The dependencies will be deleted if the route using Get.put is removed from the navigation stack. Hence, we need to prevent this and keep the dependencies in the internal memory for the entire app session using permanent properties as shown below:

Get.put(Controller(), permanent: true);

Advantages Of GetX Dependency Injection Techniques:

  1. Injection is available globally.
  2. Instance tracking is automatic in this technique.
  3. It is possible to register against interfaces.
  4. We can implement the compact setup code.

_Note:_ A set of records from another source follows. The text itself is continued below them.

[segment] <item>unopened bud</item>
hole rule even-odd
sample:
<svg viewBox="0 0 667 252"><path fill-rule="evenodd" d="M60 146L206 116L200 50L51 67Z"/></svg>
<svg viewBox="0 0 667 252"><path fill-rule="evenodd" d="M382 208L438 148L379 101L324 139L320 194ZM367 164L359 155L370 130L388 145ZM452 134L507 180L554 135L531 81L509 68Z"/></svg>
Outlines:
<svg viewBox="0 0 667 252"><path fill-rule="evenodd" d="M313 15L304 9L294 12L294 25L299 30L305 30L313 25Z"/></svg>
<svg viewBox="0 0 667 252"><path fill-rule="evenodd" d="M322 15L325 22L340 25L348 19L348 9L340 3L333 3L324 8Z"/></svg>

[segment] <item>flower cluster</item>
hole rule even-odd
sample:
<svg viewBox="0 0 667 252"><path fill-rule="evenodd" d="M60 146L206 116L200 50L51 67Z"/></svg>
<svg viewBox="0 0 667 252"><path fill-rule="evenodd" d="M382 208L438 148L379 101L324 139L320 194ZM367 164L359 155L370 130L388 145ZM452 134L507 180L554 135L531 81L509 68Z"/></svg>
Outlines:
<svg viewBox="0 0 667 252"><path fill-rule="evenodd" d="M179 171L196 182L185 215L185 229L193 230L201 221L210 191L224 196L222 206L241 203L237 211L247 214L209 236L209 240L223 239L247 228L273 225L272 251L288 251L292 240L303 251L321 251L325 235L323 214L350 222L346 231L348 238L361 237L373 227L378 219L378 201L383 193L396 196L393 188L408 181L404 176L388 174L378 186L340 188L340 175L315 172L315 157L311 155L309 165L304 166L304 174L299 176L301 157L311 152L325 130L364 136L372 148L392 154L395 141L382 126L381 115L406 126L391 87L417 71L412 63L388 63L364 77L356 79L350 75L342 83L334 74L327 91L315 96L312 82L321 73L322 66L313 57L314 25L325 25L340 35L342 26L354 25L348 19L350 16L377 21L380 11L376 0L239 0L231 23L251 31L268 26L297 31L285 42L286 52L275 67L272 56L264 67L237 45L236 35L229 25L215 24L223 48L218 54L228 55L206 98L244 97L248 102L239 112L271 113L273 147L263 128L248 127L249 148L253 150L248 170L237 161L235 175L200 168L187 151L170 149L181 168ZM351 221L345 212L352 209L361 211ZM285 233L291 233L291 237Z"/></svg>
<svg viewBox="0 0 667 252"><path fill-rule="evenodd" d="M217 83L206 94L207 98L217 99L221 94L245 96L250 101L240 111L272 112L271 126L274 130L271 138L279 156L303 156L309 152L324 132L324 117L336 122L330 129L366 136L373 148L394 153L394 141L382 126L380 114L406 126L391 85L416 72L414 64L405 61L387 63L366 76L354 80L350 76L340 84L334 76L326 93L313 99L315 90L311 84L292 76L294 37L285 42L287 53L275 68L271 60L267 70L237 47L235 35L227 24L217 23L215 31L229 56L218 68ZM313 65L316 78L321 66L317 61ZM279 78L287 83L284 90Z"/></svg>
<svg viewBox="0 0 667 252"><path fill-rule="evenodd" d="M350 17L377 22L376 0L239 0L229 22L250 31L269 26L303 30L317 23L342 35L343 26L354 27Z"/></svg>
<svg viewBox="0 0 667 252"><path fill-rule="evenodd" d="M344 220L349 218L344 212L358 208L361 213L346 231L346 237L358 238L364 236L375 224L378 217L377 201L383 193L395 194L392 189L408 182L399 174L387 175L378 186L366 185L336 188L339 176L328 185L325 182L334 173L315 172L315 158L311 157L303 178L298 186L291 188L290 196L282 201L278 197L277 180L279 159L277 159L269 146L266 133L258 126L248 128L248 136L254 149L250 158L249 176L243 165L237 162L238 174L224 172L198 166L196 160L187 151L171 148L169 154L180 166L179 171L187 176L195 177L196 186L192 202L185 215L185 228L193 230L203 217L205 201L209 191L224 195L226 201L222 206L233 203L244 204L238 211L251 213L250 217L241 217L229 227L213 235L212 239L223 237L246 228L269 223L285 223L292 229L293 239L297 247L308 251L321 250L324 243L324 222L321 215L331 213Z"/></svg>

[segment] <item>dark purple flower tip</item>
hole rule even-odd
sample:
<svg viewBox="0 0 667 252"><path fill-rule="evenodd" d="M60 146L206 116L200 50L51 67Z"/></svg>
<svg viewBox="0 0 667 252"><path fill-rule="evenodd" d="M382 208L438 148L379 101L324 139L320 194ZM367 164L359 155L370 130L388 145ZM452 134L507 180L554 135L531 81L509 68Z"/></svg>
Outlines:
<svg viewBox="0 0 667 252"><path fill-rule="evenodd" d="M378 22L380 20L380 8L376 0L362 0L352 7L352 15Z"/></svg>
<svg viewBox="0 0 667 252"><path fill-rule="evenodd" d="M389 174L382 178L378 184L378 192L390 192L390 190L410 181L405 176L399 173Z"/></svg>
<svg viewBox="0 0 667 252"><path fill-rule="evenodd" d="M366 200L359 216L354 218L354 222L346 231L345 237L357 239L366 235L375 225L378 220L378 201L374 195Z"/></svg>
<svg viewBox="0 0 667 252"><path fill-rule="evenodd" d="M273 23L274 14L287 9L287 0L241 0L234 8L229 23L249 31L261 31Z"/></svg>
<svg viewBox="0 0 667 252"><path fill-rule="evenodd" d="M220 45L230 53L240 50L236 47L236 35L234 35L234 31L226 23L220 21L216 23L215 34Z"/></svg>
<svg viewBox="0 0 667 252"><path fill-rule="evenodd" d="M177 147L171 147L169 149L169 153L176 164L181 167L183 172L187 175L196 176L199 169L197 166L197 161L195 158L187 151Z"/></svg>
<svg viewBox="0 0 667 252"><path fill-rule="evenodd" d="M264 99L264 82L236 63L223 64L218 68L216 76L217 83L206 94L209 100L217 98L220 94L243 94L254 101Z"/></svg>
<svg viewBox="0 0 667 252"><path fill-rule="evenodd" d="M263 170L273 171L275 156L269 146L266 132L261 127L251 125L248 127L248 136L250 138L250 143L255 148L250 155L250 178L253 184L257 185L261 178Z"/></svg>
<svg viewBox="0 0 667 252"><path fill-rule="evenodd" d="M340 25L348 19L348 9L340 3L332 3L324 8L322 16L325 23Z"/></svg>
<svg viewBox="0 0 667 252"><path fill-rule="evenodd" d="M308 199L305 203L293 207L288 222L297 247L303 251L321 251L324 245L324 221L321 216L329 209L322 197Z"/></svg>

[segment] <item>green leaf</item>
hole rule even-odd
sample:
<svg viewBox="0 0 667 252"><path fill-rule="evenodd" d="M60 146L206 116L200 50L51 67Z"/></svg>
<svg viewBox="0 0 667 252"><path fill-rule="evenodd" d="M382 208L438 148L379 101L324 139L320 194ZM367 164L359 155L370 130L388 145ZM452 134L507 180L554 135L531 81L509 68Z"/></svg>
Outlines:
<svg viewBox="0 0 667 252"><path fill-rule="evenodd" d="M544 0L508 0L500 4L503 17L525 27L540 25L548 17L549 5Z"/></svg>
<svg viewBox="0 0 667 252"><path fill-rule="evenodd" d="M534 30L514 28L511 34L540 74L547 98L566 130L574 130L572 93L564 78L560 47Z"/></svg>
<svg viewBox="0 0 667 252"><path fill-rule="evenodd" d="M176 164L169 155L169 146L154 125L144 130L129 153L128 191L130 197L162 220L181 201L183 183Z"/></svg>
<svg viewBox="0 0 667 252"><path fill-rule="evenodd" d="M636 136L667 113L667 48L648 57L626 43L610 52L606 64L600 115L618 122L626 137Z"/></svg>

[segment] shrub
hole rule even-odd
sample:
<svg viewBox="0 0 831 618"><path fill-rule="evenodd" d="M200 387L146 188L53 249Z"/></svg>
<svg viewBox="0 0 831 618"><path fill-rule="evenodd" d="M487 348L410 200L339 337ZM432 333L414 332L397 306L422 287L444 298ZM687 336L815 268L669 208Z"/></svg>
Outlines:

Disadvantages Of GetX Dependency Injection Techniques:

  1. Disposing is not a top priority of dependency injection techniques.
  2. It follows loose coding guidelines which make development difficult.
  3. It is a global object which makes things a bit complicated.

Conclusion

In this article, we have gone through the implementation of GetX dependency injection techniques. This technique offers an efficient and steady way for managing dependency injection. Hope this article has made the topic more comprehensive for you.